Ils sont entre 800 et 1 200 à Paris et Saint-Denis, quelque 500 à Calais (Pas-de-Calais), environ 400 à Grande-Synthe (Nord), 200 à Ouistreham (Calvados), plusieurs dizaines éparpillés ici et là le long du littoral de la Manche ou dans des grandes villes de province… D’après les observations faites par des associations et les autorités locales, plusieurs milliers de personnes migrantes dorment chaque nuit dans la rue, une situation qui perdure depuis des mois alors que le pays s’enfonce peu à peu dans l’hiver.
« Rendus invisibles et vulnérables »
Sarfraz est afghan et il a 23 ans.

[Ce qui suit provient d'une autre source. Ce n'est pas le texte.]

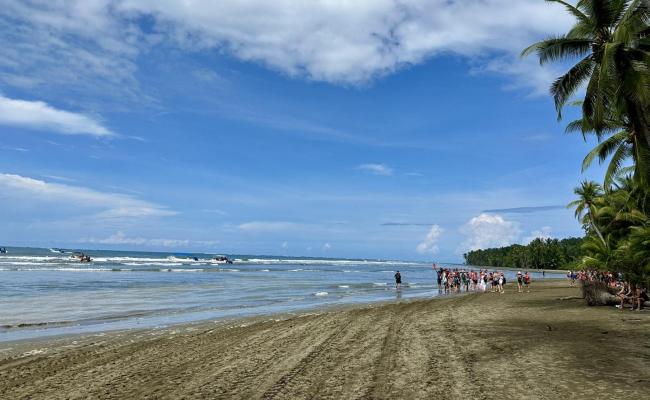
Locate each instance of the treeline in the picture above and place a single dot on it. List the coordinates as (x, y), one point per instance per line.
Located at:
(540, 253)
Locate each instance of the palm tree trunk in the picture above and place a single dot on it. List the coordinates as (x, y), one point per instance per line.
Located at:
(600, 235)
(638, 118)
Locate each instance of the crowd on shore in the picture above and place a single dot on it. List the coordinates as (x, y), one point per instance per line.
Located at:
(634, 295)
(455, 280)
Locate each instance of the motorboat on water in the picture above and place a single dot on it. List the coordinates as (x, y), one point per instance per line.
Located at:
(219, 259)
(183, 258)
(81, 257)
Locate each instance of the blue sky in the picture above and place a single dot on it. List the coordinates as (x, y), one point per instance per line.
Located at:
(370, 129)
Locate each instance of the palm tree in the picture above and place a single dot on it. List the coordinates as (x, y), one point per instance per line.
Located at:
(589, 193)
(621, 146)
(612, 40)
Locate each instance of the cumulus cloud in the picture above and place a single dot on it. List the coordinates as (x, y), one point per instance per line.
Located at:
(489, 230)
(41, 116)
(377, 169)
(120, 238)
(339, 42)
(109, 205)
(268, 226)
(429, 244)
(542, 233)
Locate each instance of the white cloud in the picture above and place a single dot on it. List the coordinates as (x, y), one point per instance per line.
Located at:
(542, 233)
(268, 226)
(109, 205)
(377, 169)
(40, 115)
(332, 41)
(120, 238)
(429, 244)
(489, 230)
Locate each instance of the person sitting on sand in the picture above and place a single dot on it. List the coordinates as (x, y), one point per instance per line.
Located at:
(640, 296)
(625, 295)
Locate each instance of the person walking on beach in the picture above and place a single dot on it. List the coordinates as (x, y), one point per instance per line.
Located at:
(527, 281)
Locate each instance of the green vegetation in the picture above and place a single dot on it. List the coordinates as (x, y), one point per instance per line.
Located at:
(611, 41)
(540, 253)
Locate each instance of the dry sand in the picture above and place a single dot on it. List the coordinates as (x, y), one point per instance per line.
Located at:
(510, 346)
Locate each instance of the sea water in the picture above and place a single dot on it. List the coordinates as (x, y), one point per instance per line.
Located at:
(44, 292)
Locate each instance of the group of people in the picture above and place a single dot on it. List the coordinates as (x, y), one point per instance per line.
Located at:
(457, 280)
(627, 292)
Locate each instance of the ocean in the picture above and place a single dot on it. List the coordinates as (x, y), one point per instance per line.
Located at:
(44, 292)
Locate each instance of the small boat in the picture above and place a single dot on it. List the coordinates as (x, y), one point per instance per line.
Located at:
(219, 259)
(81, 257)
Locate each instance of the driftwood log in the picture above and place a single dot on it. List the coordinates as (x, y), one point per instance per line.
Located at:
(600, 294)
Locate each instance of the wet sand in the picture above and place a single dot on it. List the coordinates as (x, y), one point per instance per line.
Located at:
(510, 346)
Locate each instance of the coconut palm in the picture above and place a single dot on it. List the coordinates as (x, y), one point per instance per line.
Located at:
(599, 255)
(622, 145)
(589, 193)
(612, 40)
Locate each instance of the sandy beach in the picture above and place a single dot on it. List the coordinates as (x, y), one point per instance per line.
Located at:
(477, 346)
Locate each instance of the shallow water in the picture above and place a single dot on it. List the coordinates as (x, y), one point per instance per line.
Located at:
(45, 293)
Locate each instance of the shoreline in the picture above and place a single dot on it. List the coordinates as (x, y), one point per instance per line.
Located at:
(531, 345)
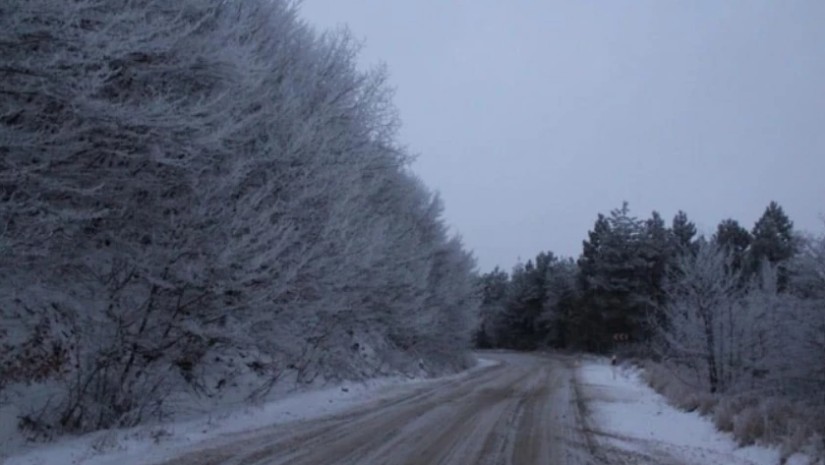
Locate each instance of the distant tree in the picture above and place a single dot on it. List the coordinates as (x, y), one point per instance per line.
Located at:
(701, 297)
(560, 315)
(683, 232)
(494, 290)
(614, 276)
(735, 240)
(772, 241)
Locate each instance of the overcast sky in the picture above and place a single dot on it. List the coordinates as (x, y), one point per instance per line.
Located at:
(530, 117)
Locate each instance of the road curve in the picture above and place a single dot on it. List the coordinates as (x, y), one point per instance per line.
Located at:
(522, 411)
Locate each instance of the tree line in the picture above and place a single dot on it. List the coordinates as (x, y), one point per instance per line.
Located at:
(742, 309)
(184, 180)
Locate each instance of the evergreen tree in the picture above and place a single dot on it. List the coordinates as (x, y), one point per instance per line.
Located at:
(773, 242)
(735, 240)
(613, 272)
(493, 288)
(683, 232)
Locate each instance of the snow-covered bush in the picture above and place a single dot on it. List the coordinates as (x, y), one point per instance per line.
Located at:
(182, 179)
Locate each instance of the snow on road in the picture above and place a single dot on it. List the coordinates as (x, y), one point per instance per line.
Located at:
(155, 443)
(529, 409)
(627, 415)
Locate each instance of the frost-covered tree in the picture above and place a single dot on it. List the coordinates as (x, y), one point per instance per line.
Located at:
(702, 304)
(182, 180)
(735, 239)
(772, 241)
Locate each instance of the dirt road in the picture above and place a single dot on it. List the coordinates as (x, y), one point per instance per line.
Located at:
(523, 411)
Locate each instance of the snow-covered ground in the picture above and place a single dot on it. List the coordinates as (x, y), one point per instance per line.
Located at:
(154, 443)
(627, 415)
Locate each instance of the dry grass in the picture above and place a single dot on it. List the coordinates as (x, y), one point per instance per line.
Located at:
(793, 426)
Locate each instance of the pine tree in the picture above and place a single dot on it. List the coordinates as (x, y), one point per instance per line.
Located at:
(613, 271)
(683, 232)
(735, 240)
(772, 242)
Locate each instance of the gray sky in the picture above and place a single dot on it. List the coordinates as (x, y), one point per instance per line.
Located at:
(530, 117)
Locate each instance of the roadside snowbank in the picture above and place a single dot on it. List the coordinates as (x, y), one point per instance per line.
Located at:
(155, 443)
(627, 415)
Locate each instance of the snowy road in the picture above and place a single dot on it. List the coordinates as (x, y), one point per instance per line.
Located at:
(528, 409)
(522, 411)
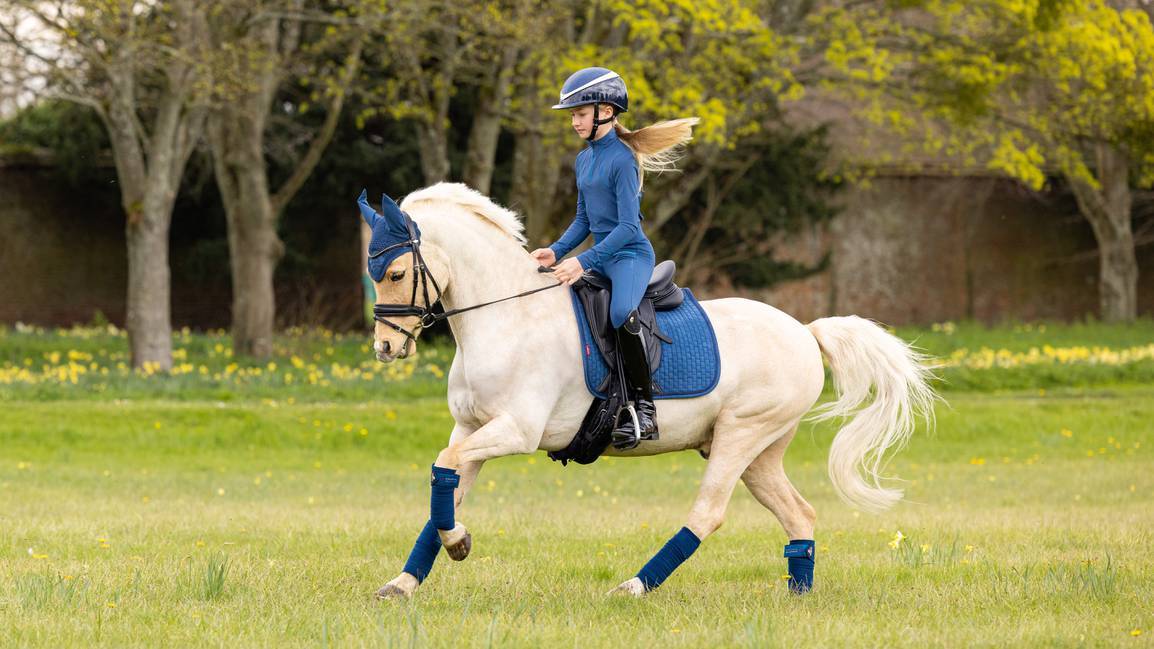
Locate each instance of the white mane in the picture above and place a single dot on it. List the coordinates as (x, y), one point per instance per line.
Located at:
(466, 196)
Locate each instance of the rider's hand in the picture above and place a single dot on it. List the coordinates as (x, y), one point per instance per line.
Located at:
(569, 270)
(545, 256)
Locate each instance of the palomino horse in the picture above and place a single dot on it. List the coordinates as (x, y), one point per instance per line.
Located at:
(455, 244)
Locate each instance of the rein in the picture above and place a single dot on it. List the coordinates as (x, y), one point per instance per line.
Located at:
(422, 277)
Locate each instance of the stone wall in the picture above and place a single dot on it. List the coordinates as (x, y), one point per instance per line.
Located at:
(921, 250)
(905, 250)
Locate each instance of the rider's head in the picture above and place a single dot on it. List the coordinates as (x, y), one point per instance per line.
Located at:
(593, 97)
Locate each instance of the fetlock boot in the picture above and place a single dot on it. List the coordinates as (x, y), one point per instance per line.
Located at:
(638, 388)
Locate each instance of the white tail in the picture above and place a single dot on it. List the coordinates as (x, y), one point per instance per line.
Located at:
(866, 359)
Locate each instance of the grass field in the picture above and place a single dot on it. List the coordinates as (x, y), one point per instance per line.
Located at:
(223, 506)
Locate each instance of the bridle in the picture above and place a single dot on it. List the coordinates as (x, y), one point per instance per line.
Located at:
(424, 277)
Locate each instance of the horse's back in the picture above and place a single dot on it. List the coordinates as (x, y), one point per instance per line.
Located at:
(766, 355)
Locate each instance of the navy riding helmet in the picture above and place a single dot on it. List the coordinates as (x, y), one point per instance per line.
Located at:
(594, 86)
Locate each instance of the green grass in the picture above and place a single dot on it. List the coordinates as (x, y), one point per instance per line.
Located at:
(173, 517)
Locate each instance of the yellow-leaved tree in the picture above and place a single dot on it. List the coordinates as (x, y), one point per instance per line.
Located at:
(1031, 88)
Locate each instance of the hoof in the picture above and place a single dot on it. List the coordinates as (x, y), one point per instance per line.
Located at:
(632, 588)
(457, 542)
(459, 551)
(401, 588)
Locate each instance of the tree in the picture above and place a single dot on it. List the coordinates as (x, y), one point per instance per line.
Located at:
(1029, 89)
(253, 50)
(134, 64)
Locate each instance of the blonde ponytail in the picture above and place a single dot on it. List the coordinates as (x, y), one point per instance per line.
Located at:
(659, 146)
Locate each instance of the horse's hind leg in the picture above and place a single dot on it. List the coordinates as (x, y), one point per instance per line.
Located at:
(729, 455)
(767, 482)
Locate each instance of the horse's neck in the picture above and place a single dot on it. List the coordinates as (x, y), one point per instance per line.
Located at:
(485, 266)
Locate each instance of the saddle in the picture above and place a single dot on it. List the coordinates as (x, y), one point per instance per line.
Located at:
(593, 290)
(661, 295)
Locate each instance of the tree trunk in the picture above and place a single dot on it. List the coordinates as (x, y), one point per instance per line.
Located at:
(482, 137)
(149, 318)
(536, 173)
(1108, 209)
(254, 247)
(434, 142)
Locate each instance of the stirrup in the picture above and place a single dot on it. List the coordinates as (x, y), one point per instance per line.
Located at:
(621, 439)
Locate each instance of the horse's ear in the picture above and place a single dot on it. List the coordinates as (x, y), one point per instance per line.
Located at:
(367, 213)
(394, 216)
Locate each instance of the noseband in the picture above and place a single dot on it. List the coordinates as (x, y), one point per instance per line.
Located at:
(424, 277)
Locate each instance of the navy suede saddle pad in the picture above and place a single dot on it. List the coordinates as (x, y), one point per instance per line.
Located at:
(690, 365)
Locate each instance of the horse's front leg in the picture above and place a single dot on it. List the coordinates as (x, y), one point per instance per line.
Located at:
(454, 474)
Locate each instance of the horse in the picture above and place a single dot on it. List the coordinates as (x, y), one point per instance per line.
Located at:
(516, 383)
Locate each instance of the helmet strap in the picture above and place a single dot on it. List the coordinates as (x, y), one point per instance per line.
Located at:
(597, 121)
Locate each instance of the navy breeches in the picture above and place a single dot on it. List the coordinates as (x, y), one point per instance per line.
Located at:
(630, 275)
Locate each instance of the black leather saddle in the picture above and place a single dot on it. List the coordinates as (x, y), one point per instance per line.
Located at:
(661, 295)
(661, 291)
(596, 431)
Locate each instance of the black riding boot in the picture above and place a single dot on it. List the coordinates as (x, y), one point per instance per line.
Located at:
(638, 388)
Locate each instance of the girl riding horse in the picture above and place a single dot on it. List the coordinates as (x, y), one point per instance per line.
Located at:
(609, 176)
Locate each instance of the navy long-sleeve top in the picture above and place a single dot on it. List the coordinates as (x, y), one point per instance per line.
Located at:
(608, 203)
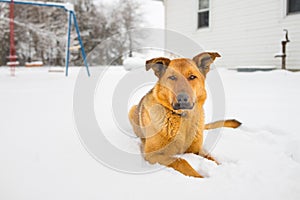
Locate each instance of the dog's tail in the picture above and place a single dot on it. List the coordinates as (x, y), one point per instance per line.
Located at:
(231, 123)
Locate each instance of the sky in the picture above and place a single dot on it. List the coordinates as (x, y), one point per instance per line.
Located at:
(153, 11)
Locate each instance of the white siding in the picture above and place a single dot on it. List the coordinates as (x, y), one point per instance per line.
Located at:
(245, 33)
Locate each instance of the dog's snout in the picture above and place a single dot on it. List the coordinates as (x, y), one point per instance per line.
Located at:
(182, 98)
(183, 102)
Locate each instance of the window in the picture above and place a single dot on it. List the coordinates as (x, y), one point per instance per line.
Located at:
(203, 13)
(293, 6)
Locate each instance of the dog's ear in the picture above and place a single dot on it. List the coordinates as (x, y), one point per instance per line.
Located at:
(159, 65)
(204, 60)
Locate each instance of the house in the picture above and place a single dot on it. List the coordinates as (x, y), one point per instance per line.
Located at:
(245, 33)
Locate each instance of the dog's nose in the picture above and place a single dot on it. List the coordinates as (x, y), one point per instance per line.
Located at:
(183, 102)
(182, 98)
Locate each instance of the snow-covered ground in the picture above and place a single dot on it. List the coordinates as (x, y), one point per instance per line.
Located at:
(41, 156)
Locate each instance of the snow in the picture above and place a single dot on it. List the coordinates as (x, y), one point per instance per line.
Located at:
(42, 157)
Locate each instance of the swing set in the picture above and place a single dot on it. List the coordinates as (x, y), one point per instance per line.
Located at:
(68, 7)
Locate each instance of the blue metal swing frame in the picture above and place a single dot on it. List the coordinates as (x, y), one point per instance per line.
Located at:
(71, 17)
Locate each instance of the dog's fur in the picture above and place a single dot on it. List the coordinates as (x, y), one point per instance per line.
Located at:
(170, 118)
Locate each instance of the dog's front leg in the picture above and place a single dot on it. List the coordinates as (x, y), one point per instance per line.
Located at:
(178, 164)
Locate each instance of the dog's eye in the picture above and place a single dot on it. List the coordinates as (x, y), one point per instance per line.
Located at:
(192, 77)
(173, 78)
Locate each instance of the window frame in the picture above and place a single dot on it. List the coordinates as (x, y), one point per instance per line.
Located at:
(287, 3)
(203, 11)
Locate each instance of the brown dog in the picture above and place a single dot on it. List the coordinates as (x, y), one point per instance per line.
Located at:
(170, 118)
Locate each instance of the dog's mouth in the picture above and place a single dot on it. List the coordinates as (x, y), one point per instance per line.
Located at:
(183, 106)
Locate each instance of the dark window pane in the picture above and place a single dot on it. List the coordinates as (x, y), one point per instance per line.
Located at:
(293, 6)
(203, 4)
(203, 19)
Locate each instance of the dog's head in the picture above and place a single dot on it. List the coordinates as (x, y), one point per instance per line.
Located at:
(181, 81)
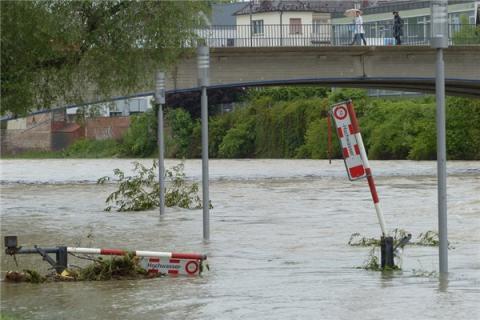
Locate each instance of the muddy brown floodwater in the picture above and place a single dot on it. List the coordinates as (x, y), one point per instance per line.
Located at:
(278, 248)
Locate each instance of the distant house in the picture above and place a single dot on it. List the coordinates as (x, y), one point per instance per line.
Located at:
(286, 23)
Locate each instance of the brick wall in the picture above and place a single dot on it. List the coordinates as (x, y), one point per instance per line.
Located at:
(106, 128)
(35, 135)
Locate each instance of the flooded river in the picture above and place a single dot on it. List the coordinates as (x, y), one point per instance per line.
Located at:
(278, 248)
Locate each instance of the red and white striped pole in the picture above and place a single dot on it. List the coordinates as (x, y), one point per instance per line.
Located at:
(120, 252)
(368, 171)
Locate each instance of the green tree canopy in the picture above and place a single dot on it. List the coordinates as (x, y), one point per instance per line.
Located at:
(65, 51)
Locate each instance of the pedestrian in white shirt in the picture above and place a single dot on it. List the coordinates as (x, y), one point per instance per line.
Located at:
(359, 31)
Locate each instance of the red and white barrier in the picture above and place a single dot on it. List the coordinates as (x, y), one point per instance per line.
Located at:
(172, 263)
(353, 151)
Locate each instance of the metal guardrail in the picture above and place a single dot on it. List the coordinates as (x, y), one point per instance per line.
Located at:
(328, 35)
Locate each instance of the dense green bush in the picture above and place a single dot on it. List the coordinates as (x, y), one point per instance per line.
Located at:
(181, 127)
(140, 140)
(287, 93)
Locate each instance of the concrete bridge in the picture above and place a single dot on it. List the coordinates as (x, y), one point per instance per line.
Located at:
(407, 68)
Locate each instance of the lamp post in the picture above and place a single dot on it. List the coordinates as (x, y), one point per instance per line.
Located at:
(439, 41)
(160, 100)
(203, 81)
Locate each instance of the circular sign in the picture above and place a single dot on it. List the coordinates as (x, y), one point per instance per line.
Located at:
(191, 267)
(340, 113)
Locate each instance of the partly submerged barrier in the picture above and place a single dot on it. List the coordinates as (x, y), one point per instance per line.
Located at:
(154, 262)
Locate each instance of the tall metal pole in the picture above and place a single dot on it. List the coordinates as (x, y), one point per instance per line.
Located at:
(441, 162)
(160, 100)
(439, 40)
(203, 81)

L’après-midi où nous le rencontrons, il se réchauffe à l’intérieur de la bibliothèque de La Villette, à Paris, comme plusieurs dizaines d’hommes venus aussi charger leur téléphone et se connecter à Internet. Sarfraz est arrivé à Paris il y a quinze jours et confie dormir « parfois dans un parc près de la porte de la Villette, parfois sous le pont de la porte de la Chapelle ». Sa demande d’asile a pourtant été enregistrée en préfecture le 20 novembre. Et, depuis dix jours, il se présente devant l’un des deux accueils de jour ouverts à Paris par l’Etat pour les hommes célibataires, afin de les orienter vers des solutions d’hébergement temporaire. Mais Sarfraz a beau faire la queue tous les matins, il n’a pas encore pu accéder à cet accueil.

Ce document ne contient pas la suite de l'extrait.